No watch, as usual. I pulled my cell phone out of the fisherman’s knife pocket on my hip. It told me I’d missed a call before 7:00, probably while I was talking with Marnie at Schooner Wharf. I had turned off the ringtone going into St. Paul’s chapel. I had forgotten to reset it.
I pressed a button, read the clock. “I have to be somewhere in eight minutes. It’s a ten-minute walk.”
Lisa Cormier looked at me like I was dumb as toast. “Half the time I use my cell, it’s to warn somebody I’m going to be late.”
“Your husband suggested I use it sparingly.”
“Yes,” she said. “If it wasn’t for his paranoia, he’d be fearless.”
I borrowed the bar’s phone and white pages directory. Michaels’ listing, with its clip-art palm tree, was easy to find in dim light. A woman answered.
“This is Alex Rutledge calling about a 7:30 reservation…”
“Sir, Ms. Lewis called about twenty minutes ago. She changed your reservation to seven o’clock tomorrow evening. She said, in case you didn’t get her message before you arrived, she apologizes. It couldn’t be helped.”
“Thank you. See you tomorrow.” I hung up the phone as the bartender placed two appetizer plates in front of us. They must have been ordered before I arrived. Lisa was baiting her trap with every conceivable treat. Next up, she’d hand me a motel room key, two condoms, and her panties.
“Why am I here?”
Lisa studied the rum in her glass, took a deep breath. “We haven’t been able to reach Sam since you and my husband spoke in the chapel. We want you, and we believe Sam would want you, to pursue this search for the man’s daughter. It may carry some relevance to our situation.”

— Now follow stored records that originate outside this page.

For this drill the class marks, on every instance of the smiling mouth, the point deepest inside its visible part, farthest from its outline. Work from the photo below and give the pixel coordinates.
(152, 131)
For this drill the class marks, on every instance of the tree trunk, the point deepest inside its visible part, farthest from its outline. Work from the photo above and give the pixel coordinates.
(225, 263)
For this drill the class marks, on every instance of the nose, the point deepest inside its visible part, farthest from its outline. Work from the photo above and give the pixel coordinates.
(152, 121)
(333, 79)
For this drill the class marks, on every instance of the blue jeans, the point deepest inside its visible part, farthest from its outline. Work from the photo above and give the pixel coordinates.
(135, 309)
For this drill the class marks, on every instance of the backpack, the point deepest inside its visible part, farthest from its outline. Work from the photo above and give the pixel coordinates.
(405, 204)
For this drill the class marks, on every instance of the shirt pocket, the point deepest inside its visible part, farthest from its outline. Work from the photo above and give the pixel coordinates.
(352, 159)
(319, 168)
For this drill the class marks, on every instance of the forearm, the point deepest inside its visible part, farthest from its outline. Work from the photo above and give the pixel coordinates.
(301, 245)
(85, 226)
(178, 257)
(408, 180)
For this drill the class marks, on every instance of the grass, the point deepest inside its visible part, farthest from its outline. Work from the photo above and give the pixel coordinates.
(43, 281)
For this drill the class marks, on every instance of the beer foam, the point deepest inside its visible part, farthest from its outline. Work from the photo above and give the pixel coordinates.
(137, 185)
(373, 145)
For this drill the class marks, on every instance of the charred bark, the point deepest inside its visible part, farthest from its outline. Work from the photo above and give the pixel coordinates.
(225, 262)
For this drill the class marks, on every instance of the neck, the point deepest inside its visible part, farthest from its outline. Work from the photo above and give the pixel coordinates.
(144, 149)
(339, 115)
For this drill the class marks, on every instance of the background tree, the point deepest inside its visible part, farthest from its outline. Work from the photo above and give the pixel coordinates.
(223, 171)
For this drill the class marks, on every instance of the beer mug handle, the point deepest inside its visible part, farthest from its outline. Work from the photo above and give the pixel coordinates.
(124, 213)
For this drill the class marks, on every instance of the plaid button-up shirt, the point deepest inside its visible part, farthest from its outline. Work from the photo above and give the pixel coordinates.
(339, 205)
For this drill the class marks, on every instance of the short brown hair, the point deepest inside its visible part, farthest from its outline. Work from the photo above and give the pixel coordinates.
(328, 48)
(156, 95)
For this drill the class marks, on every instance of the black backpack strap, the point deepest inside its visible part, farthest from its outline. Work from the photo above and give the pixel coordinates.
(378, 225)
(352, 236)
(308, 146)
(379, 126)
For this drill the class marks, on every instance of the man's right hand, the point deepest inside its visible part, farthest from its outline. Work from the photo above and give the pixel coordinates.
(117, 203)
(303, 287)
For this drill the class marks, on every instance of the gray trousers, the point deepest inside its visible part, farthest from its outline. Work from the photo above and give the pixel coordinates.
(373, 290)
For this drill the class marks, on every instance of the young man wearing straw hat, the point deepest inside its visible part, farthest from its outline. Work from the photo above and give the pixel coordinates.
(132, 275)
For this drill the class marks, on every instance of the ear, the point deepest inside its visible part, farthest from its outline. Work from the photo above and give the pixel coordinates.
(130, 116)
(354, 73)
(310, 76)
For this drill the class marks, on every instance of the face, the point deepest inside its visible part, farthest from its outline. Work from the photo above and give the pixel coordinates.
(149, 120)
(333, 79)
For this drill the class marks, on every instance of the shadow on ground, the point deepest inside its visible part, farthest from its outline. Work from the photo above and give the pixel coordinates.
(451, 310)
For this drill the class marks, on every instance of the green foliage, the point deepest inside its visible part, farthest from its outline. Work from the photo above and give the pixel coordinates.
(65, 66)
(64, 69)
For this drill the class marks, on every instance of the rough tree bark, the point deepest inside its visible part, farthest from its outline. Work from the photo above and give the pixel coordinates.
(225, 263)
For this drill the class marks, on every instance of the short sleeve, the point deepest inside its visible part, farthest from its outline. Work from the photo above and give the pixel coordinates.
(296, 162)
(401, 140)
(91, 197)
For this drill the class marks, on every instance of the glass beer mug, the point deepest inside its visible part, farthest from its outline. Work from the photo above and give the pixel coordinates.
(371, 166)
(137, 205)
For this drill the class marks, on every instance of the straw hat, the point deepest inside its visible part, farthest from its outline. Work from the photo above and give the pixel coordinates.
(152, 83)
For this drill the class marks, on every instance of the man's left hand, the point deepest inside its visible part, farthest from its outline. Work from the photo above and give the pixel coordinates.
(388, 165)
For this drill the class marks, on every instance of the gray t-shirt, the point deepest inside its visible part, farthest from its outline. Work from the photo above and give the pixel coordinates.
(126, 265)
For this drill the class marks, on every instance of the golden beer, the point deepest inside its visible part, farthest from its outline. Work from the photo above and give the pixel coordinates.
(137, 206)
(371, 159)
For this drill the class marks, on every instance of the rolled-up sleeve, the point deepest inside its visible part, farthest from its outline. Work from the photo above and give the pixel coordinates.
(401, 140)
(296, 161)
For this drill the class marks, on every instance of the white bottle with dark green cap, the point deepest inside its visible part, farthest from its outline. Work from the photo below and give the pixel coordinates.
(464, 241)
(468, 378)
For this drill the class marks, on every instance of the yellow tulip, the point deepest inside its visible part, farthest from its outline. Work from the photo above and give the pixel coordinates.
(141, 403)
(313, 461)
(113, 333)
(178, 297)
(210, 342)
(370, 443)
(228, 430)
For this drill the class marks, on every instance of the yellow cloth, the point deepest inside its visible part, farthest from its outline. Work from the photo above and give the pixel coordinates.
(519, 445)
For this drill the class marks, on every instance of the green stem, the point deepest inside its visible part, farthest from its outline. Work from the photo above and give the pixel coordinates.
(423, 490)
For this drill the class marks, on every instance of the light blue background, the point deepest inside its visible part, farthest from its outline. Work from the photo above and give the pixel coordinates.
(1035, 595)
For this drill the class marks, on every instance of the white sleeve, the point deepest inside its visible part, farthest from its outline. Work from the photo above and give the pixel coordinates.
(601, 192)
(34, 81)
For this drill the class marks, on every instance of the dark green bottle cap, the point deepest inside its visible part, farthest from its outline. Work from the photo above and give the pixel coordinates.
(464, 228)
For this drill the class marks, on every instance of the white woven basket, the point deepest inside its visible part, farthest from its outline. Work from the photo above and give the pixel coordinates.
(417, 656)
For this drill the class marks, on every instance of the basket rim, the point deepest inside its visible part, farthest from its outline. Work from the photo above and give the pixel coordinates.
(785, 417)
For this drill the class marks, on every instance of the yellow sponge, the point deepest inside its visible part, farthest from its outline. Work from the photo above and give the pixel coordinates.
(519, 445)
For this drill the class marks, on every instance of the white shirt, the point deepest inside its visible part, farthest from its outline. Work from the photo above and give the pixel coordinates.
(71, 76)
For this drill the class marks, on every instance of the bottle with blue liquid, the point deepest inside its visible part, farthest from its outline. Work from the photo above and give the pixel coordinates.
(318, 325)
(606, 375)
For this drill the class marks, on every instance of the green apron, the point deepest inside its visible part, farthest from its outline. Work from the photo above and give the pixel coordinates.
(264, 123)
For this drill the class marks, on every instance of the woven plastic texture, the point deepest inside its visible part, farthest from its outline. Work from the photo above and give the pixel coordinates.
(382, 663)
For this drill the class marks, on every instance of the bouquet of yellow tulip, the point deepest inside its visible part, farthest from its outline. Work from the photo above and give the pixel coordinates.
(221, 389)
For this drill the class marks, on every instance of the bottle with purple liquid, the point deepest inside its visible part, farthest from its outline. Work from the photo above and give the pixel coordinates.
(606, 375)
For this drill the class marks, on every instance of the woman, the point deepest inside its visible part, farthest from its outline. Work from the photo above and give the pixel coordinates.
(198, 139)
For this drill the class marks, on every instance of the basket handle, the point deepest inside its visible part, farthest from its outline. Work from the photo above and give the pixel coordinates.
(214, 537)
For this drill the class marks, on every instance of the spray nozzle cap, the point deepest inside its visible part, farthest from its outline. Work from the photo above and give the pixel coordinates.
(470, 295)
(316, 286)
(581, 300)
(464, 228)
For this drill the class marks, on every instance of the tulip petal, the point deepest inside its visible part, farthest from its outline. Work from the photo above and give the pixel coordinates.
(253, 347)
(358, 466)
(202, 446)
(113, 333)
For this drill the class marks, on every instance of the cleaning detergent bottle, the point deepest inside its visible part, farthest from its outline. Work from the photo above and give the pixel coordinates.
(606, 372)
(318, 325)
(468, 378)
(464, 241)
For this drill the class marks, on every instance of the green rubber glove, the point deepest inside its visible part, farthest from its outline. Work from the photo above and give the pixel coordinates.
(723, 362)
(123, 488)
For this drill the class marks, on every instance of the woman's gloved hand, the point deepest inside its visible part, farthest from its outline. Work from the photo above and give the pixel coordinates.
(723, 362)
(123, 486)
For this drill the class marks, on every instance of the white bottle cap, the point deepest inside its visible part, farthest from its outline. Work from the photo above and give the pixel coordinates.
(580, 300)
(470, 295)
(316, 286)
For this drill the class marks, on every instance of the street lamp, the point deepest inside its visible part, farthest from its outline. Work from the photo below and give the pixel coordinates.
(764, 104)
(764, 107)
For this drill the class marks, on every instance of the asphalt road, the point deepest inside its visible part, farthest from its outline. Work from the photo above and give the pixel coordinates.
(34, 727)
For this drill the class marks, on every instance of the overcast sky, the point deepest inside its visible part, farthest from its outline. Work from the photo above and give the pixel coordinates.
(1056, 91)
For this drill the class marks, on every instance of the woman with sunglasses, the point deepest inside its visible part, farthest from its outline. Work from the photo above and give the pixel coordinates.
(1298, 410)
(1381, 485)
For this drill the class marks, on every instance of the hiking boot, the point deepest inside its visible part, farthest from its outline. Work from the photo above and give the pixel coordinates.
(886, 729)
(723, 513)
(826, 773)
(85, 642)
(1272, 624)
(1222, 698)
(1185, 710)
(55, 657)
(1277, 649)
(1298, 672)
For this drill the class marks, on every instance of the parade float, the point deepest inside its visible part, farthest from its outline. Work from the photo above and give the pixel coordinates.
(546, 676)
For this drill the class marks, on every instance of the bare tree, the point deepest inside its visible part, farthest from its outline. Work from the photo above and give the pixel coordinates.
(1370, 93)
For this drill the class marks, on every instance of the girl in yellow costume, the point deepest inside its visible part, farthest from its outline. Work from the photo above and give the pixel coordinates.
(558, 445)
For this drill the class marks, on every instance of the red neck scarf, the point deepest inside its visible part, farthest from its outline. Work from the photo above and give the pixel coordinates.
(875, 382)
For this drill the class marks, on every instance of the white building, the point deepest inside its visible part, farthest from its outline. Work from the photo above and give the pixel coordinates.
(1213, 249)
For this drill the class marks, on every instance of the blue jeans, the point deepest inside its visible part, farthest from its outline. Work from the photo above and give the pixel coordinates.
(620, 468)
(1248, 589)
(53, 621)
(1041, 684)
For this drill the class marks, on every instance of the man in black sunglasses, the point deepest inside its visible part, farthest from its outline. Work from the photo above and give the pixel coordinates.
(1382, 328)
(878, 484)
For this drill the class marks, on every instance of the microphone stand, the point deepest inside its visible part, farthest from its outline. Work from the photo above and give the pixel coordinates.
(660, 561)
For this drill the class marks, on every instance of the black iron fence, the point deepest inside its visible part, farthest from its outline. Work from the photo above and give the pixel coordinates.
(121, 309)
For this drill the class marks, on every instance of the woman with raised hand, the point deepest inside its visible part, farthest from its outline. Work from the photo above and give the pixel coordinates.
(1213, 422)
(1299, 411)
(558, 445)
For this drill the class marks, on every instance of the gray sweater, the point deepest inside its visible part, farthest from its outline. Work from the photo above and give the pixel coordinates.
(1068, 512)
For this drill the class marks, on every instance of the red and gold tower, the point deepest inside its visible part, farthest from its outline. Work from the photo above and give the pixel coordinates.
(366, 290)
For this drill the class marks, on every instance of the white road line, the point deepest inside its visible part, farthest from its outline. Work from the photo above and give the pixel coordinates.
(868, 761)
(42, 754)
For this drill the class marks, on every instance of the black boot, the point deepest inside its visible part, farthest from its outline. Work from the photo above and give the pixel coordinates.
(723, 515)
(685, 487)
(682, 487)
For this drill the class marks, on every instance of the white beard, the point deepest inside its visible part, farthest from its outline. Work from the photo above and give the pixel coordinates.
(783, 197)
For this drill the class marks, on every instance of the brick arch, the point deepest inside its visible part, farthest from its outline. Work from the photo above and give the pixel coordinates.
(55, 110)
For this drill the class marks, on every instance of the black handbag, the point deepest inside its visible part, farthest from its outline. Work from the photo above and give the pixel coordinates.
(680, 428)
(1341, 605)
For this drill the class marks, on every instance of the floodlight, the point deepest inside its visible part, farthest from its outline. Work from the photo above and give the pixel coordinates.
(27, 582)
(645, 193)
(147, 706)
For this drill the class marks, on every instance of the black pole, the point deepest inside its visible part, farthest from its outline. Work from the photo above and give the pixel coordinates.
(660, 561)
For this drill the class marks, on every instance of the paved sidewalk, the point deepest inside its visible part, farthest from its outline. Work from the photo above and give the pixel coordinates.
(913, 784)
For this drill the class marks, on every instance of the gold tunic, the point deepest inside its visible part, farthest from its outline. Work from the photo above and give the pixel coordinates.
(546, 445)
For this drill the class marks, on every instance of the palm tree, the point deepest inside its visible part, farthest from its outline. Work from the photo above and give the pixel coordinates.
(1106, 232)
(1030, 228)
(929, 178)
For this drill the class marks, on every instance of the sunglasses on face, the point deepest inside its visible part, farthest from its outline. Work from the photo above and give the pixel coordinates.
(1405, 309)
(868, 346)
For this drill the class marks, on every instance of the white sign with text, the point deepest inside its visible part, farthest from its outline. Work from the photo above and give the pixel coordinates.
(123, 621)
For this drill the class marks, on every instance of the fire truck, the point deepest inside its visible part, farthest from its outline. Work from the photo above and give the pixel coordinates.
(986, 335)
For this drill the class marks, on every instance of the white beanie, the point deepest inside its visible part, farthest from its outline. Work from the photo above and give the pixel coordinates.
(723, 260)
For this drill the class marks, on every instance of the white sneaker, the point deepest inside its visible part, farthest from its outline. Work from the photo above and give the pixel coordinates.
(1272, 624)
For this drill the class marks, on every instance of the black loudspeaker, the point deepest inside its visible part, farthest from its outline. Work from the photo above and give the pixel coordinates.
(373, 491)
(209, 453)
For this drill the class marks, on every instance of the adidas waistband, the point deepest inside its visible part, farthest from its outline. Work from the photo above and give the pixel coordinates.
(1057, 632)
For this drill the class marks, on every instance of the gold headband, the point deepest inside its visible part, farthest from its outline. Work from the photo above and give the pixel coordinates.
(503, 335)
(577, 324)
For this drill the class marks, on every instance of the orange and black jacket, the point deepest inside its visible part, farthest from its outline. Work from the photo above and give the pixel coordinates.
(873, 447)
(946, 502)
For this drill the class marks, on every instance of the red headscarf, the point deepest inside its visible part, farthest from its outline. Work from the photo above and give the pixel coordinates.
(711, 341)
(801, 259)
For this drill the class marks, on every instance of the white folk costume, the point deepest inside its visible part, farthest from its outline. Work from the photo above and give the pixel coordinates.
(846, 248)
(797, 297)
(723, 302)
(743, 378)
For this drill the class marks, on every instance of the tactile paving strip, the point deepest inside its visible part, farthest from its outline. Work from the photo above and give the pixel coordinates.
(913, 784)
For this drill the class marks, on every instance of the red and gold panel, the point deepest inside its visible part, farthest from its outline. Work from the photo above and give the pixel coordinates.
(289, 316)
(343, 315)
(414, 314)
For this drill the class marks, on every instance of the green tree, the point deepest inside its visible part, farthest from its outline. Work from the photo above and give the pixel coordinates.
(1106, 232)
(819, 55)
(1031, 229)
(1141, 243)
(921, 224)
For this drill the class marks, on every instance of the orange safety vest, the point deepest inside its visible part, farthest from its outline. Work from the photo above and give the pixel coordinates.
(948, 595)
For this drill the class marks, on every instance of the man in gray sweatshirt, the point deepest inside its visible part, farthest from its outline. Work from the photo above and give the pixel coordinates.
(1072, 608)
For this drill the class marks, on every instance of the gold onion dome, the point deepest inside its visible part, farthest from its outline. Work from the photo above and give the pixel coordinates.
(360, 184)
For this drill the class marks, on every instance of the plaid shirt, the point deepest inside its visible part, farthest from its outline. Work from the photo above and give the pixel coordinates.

“I’d become one more person to worry about. Or don’t I count?”
“We’re not asking you to volunteer your skills, Alex. You take the man’s money and give him a time limit. Three days ought to cover it, from our side of things. You do whatever you do, and we debrief once a day. By the third day, from our questions, you’ll have an idea what this is all about. It’s something we’re prepared to trust you with.”
“Are you throwing me to the wolves?” I said.
“Not the hungry ones. Treat it like you face each day. Be alert to danger. Keep an open mind, especially in daylight.”
She made it sound so easy. Bob Catherman’s cash. My tush hung on the line. Doctors with Deep Wallets reaping benefits I wasn’t allowed to know about.
On the other hand, I could always screech to a halt, hand back the money. I might even get the chance to verify the mess with Sam Wheeler, perhaps feel good about helping to extract him from his undefined jam. Benefit of the doubt pushed me toward the hunt, toward finding the girl. Without direct word from Sam, I didn’t like a bit of it.
“Please pay the bill and leave first,” I said.
“You’re with us?”
“I’ll give Catherman his three days unless…”
“Unless Sam tells you to stop.”
“Just for this moment, Lisa, get the fuck out of my brain.”
“If it wasn’t a mystery, it wouldn’t be life. That’s what my daddy used to say. Can you meet me tomorrow, like this, at 5:30 in Virgilio’s?”
“Sure,” I said. “But I mean it. Go away right now.”
She began to speak but stopped. For an instant I saw true hardness in her face. She may be traveling the Atlanta high road now, I thought, but she’s only one generation removed from Appalachian tough times.
She put four twenties under her drink napkin, sniffed a couple of times but still said nothing. She strode as opposed to sashayed to the exit, disappeared into the darkness of Caroline Street.
I dug Catherman’s business card out of my wallet and asked again to borrow the bar phone. I dialed his number and identified myself.
“Mr. Rutledge,” he said. “Where do we start?”
“With that bank envelope,” I said. “Then, for a day or two, maybe longer, the ‘we’ part of it goes away.”